The slip of a toe from the pedal, the momentum lost—bodies pushed forward, then backward into their padded rests. It’s this ebb and flow, the negotiation between “Faster!” and “No, slower,” that swirls in the depths of her psyche’s ocean.
And yet writing coaxes it all to the surface.
Until a side trip—two crabs holding up their muscular pinchers, ready for a match—creates a challenge of its own. Progress, upward and steady, is not to be. Not yet. She is weak-spirited, a rubber-band man on the corner, his loitering ways doling out time like candy at a small-town Christmas parade.
She loses again. Flips time out of her walle,t two bills from a rubber-banded roll. And her freedom—paid for in gold—is hers again.

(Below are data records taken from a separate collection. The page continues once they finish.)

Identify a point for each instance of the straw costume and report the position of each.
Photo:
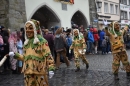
(37, 57)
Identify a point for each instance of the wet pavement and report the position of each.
(98, 74)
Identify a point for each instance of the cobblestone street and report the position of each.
(98, 74)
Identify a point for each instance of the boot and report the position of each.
(128, 75)
(87, 66)
(116, 77)
(78, 69)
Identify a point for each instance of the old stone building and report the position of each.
(12, 13)
(62, 13)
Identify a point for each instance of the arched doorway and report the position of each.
(79, 19)
(47, 17)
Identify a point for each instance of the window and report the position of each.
(116, 9)
(123, 2)
(124, 15)
(106, 8)
(111, 9)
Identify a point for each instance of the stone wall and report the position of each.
(12, 14)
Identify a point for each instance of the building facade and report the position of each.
(125, 12)
(62, 13)
(108, 12)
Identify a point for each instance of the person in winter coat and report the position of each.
(60, 47)
(118, 49)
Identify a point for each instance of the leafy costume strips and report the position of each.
(37, 57)
(118, 50)
(79, 47)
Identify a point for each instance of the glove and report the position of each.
(11, 54)
(69, 51)
(51, 74)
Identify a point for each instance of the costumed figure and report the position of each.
(79, 47)
(36, 56)
(118, 50)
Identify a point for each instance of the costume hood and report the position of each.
(37, 30)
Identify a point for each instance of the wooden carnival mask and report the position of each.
(116, 26)
(29, 30)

But not for long, she senses. The current sweeps her into a worrisome game where gaps feel like holes in a stroke victim’s brain scan, holding her most unsettling thoughts.
She floats in and out of hopelessness, the vacuum of a current pulling her into its taloned grip. Her care goes numb. She is under. And no one cares, she tells herself, as if that belief were a balm rather than a blister.
And it goes the way it does. Nature’s job to kill off the old to make space for the new has already set the stage. And if she surfaces—perhaps when she surfaces—she hopes to say it was worth the ride.